Monday, May 16, 2011

21 Hours with a Volt

Yesterday I went to Rancho Motors, the local Chevrolet dealer (Rancho Motor Company) and picked up their demo Volt for a 24 hour trial (21 because I picked it up around 4 and returned it around 1 the next day). It was charged, and claimed an electric range of 35 miles. I set the AC in "eco" mode and headed out of the dealership for the drive home, a distance of about 13 miles. When I got home the readout claimed I had 19 miles left, so I had used "16 miles" worth of juice to go 13 miles. Not good. On the other hand, our house is about 1250 feet higher than the dealership, so this is not a huge surprise.

I took the car home and picked up the family and we went for a drive. We went and visited some friends who were in the market for a car, and while we were there we plugged it into a power outlet in their garage. They both wanted a ride, so I took them for a spin in it. Since they both wanted to know if it was quick, I floored it, a technique you will rarely find in any hypermiling guide :-)

We then drove it by another friends house (who also wanted a ride) and finally took it home again and plugged it in. After about an hour I drove it to another friends house and plugged it in while I hung out there. All told, we did not use any gas on Thursday for this car and we drove 40 miles. I probably could have gotten away without charging it at all until I finally brought it home for the night, but I wanted to have it fully charge for the morning (didn't quite make it).

I plugged the car in at around 11 (simple 120v garage outlet, we don't have a charger) and went to bed. In the morning it was about an hour from fully charge, and showed 33 miles of range. I had Patty drive the kids to school and then I drove the car back home in order to see what the drive to school would do on electric, as we do this usually three times a day (I put the AC on full and told patty to ignore everything, just drive it like you would any car). The drive had used 14 miles of the 33 it showed when we left. Considering it was an, um, spirited drive to school (Patty did NOT want to be late) and daddy was along (more weight plus full blast AC), it is very likely that a normal day would use 12-13 miles of range. This is awesome, because after dropping the kids at school, Patty could plug it in for a couple of hours and fully recharge it (on 240V) before going about the rest of the day.

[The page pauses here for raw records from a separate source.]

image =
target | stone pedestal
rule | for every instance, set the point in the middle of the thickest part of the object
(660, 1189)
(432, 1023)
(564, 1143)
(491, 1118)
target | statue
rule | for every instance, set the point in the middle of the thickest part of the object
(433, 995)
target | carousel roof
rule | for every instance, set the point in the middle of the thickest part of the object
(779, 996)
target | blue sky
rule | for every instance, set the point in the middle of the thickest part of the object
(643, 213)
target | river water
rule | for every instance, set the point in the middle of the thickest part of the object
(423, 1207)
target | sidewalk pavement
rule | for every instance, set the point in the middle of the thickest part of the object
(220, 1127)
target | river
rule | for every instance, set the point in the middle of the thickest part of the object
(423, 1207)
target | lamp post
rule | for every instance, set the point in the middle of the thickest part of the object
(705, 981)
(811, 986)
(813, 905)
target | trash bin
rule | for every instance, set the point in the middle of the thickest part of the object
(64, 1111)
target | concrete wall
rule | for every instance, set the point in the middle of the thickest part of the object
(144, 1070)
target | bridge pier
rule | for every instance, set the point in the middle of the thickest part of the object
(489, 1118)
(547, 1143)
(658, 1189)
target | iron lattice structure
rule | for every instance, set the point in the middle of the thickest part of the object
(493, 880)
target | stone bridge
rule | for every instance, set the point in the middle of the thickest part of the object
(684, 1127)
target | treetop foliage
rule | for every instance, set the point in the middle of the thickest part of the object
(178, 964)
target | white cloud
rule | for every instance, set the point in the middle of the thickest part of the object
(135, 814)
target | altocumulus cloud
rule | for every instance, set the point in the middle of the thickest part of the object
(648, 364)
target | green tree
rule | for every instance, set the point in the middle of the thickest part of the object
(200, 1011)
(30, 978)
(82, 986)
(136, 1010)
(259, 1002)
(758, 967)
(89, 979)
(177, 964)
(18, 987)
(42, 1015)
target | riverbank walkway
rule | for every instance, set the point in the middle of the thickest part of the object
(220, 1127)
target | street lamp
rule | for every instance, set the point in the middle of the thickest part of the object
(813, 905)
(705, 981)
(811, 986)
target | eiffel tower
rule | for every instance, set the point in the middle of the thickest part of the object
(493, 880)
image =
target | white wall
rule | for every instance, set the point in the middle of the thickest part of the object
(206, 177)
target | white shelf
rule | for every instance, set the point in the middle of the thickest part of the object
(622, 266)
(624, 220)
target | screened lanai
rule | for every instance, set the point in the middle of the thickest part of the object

That would make it possible for us to go 52 miles per day on electricity alone, which is pretty awesome. It takes 12 kWh to fully charge a volt, and if you have an EV only meter that works out to $1.65 (12 x $.11 overnight, + 3 x $.11 for the morning charge) to drive 52+ miles. Currently we spend $11.77 to drive those same miles in our Honda Odyssey. That means using electricity would save us over $300 per month, not to mention the gas savings difference when we use gas (40MPG is a lot better than the 19 we are seeing now).

My friend suggested that I should see how the car runs when it is out of battery, so I switched it to sport mode and got on the freeway. The car was easy to drive on the freeway had no problem doing 85-90 when called upon. Once I got to work, it got a workout giving people rides and explaining everything. We took it to get donuts, and finally we exhausted the battery and ran on the "range extender" (fancy word for gas engine). The car felt about the same. At one point we went up a long steep hill, and the engine was turning a LOT of revs for a little while, but then it settled back down.

Completely depleted I drove it to lunch. I parked it in front of Holland Burger, and someone came inside and asked who was driving it and started asking me questions. I walked outside with him to show him the car, and as soon as I popped the hood I had a crowd. People are very curious about this car, and most people do not understand how it works. Even the salesman get it wrong, as one of them told a friend of mine that after 400 miles you "had to charge it" which is totally wrong.

After lunch I returned the car. We had driven 95.3 miles and used .8 gallons of gas, for an effective MPG of 119. Not bad. Not bad at all. That is almost exactly 100MPG better than our van...

We are seriously considering a Volt. It's expensive, yes, but it's a marvelous piece of technology that would save us a lot of money in fuel costs and insulate us from both rising fuel costs and the dropping value of the dollar (which results in even higher gas prices). Furthermore, it puts our energy spending into domestic production rather than sending it overseas.

And most importantly, Jacob's tuba fits in the back!



jr said...

Sounds cool, Joel. I like new technology, especially when it solves a problem. As you mentioned before there is also the eventual cost of replacing the batteries. Unfortunately early technology adopters usually end up paying a premium.
John R.

Anonymous said...

@JR... Luckily the batteries are warrantied for 8 years and 100,000 miles. After 8 years, GM states the battery will still have 80% of its original capacity (range) available as well, which is pretty impressive.

My laptop battery can't make it a year before never staying charged. It's clear GM has done a lot of work to optimize battery life.

Anonymous said...

I've had my Volt for a few weeks and love it. I picked it up out of state and drove 1000 miles back home at 65 mph. My average MPG was 41.5. Now that I'm driving my normal routes, I'm often going gas free and my lifetime MPG has risen to 54 MPG. That 1k gas ride will take a while to offset. On the other hand, the Volt can drive cross country like any other car, a big plus for me.